UNESCO's Honourable Intentions

"It is shameful that UNESCO is party to a prize given by Africa's longest-reigning dictator, who has pillaged his country's wealth, keeping the majority of the population in dire poverty, and who has a long record of human rights abuse, repression of freedom of the press and corruption." Homero Aridjis, former Mexican ambassador to UNESCO

Actually, anyone who has followed the behaviour and exhibited values of UNESCO might wonder what all the fuss is about.  While the situation - yet another in a long line of such events - is certainly deplorable, it is not a departure from usual UNESCO decision-making, after all.  One doesn't have to look too hard and too long to find similar events of recent vintage.

There's the UNESCO vote in October to admit Palestine as its 195th member, though it is not formally recognized as an independent sovereign state in the United Nations General Assembly.  That little contratemps resulted in the withdrawal of monetary support by the U.S. to the tune of $80-million.  And Canada too, as a result, has refused to proffer any additional funding to UNESCO.

The decision in late June to place the Church of the Nativity in Bethlehem on the UNESCO endangered list of Heritage sites, because it was requested by the Palestinian Authority, resulted in another universal, international intake of breath, at the stupidity of that decision.  And when, last week, UNESCO announced the establishment of a chair at the Islamic University of Gaza, a terror-supporting academy, the heritage body outdid itself.

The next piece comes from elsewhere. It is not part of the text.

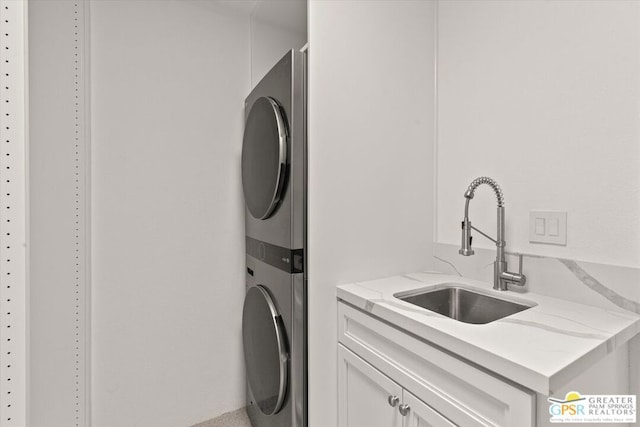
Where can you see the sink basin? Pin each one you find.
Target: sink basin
(463, 304)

And now, a number of nations boycotted the latest UNESCO awards ceremony where three scientists have received research awards from a $3-million prize funded through Equatorial Guinea.  It was not the state itself, but rather its long-time president, Teodoro Obiang Nguema Mbasogo, the continent's longest-ruling dictator that initially established the UNESCO-Obiang Nguema Mbasogo International Prize for Research in the Life Sciences.

This was such an embarrassing situation, even to the UN Educational, Scientific and Cultural Organization, that its chief, Irina Bokova, absented herself from the ceremony that saw $100,000 doled out to the three winners, Egyptian scientist Maged Al Sherbiny for his research in vaccine development and diagnostics.

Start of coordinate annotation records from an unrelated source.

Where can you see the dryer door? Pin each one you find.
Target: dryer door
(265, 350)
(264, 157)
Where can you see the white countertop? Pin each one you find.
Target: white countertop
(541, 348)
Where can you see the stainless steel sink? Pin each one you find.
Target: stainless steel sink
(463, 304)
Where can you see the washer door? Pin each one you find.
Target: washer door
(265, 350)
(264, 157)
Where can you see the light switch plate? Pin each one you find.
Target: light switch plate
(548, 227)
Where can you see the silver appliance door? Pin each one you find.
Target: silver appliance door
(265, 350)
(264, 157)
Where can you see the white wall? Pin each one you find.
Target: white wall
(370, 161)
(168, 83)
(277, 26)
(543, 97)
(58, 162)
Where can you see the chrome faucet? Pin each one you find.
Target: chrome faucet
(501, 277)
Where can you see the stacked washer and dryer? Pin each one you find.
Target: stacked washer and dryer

Along with South African Felix Dapare Dakora, who studies food scarcity in Africa, and Mexican Rossana Arroyo, who conducts research into parasitic diseases.  They were undoubtedly pleased at the recognition of their scientific endeavours, let alone the monetary recognition, but others most certainly are not.

And those 'others' include human rights activists, some scholars and boycotting nations which include the United States and France, UNESCO host.  All of which claim that the source of the prize money is a corrupt regime using the prize to enhance its disgraceful image.  African countries see things otherwise, looking with pride on the prize, puzzled that it has not garnered world respect.

Anxious in general to polish their image.  Obviously, having no clue how to accomplish that.